Dutchable Hunters?

cowGene specialists have found the origin of the main thrust of the Dutch population. In contrast to what I have always thought, and to what was in line with the scientific opinion on it, they do not descent from farmers, but mainly from hunters.

The back-trace of this historical revelation finds its root around 35.000 years ago, a period in which the hunters came to this part of the woods. Then, around 7.000 years ago, the net result of the influx (or static in-birth) of farmers made up approximately 20% of the population against 75% of the original hunter-gatherers. Yet eventually, the latter were able to turn a huge majority of roaming scavengers – the first – into docile land ploughing drudges.

Or were they…? Maybe it was something else that shook out the hunting lifestyle and replaced it by the Dutch love for turning soil.
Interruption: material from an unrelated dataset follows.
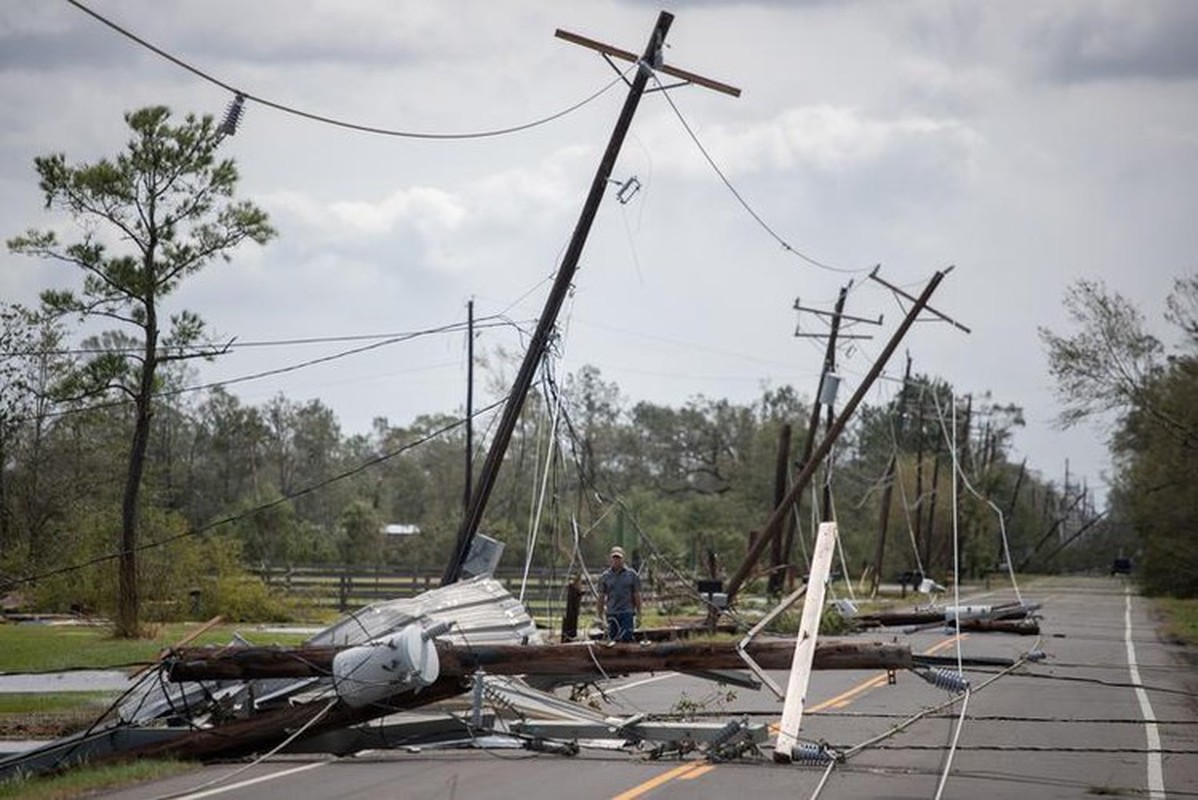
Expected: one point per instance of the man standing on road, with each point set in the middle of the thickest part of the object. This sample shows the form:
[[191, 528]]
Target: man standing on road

In any case, I am not surprised. My double-cultured ethnic identity gives me an opinion on the Dutch, which is not necessarily positive at all times*. And that is putting it mildly. The new scientific findings about the origins of these authentic lowland dwellers still complies with the overall twerpy image that most exo-ethnic “Dutch” have of the Cheesheads. I have done some research on that myself, in a series of interviews I had to conduct for the purpose of data acquisition in a big social research project in Rotterdam. The people whom I interviewed were all first or second generation immigrants, many of them of non-European origin.

If I put these two sources of opinions on the Dutch together, my own as well as the one I acquired by research, I get a picture that paints a populace of tasteless, boring and pseudo tolerant peasants, who are not to be trusted by a long shot. Their loyalties lie with themselves and any temperamental step out of the Calvinistic line – one that prescribes blandness and boredom at all times – will result in one finger pointing at you and another one being wagged in your face.

Such is life in the ‘Neatherlands’. The problem lies in the two-tonguedness many fellow immigrants encounter, as they point out themselves. It is the most mentioned drawback I came across in my research and admittedly, it is a streak that is very hard to deal with.

It’s a pity, maybe, that the Hunter-gene has made way for the Yokel-attitude that is perceived by many of the ethnic non-Dutch. A little bit more spunk would have been nice in these NeatherLanders, and some good taste would be welcome too. It is not to be though. If a minority of clay-bums managed to turn over a majority of swift and ruthless meat chasers, there is no reason to have any hope on improvement in this department.

It took this country until the start of the crusades, which lies around the 1.100 CE mark, to come into contact with the real meaning of beauty and post medieval civilisation. The knights who went on their way to Palestine in order to commit their first genocides and other related atrocities, travelled through countries and cities that displayed a wealth of art and architecture to which the NeatherLanders had been oblivious until then. However, a real eye for the delights of life did not develop. But a serious(ly) fun-deprived lifestyle, fully in line with the teachings of John Calvin did.

*) I have an opinion on the Italians too, which you might find elswhere in this BLOG.